ESXi 6.5 Update 1 PSOD on HPE 460c Gen9 after Ixgben driver update

Today I upgraded a customer to ESXi 6.5 Update 1, but unfortunately some of them ended up purple screening at reboot after they were updated.

Affected Servers so far

  • HPE BL460c Gen9
  • HPE DL360p Gen8 (Reported by anonymous user)
  • HPE DL380 Gen9 (Reported by Bernhard)
  • HPE DL380 Gen8 (Reported by Ralf)
  • HPE DL380p Gen9 (Reported by Victor)

PSOD Error

PSOD: #PF Exception 14 in world 68297:sfcb-intelcim IP 0x41801b704d8f addr 0x443919649c000

In short the customer was running ESXi 5.5, and I reinstalled the servers using HPE 6.5 Update 1 OEM Image found here: https://my.vmware.com/web/vmware/details?downloadGroup=OEM-ESXI65U1-HPE&productId=614

I configured the servers and found that VMware Update Manager had 3 additional updates:

VUM Updates

Oddly it still wanted to install Update 1. I had already updated some Gen8 servers, and they had no issue with me installing all updates, so I went ahead and installed all three updates. But in this case the server never came back online. Instead it kept giving a PSOD on boot:

PSOD
#PF Exception 14 in world 68297:sfcb-intelcim IP 0x41801b704d8f addr 0x443919649c000

After some investigation I found it to be caused by the Ixgben driver updates. It is a driver for Intel network adapters. This also corresponded with the PSOD coming from sfcb-intelcim.

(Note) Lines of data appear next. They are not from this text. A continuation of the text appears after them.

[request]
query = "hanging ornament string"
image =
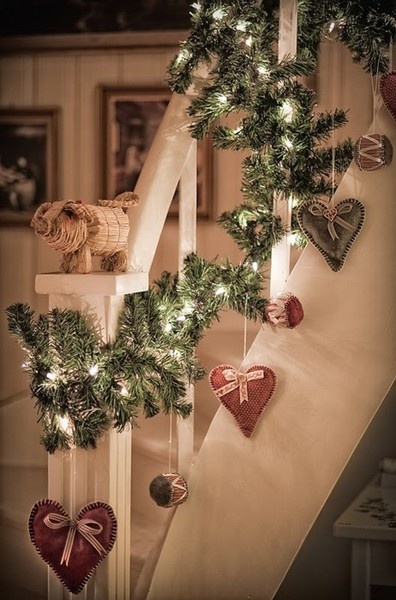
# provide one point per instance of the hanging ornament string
(332, 161)
(245, 330)
(374, 78)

Anyway I contacted HPE Support, and the supported just heard of a similar case, so he wanted some logs and promised to return to me asap.

HPE Support return a little later and told me that they do not have a record of the noted kernel exception, so I was probably among the first to experience the error, if not the first. Hooray I was the first!

Workaround

HPE Returned and stated that those two updates should just be excluded, since it is a driver delivered by intel, and it does not work with the HPE firmware.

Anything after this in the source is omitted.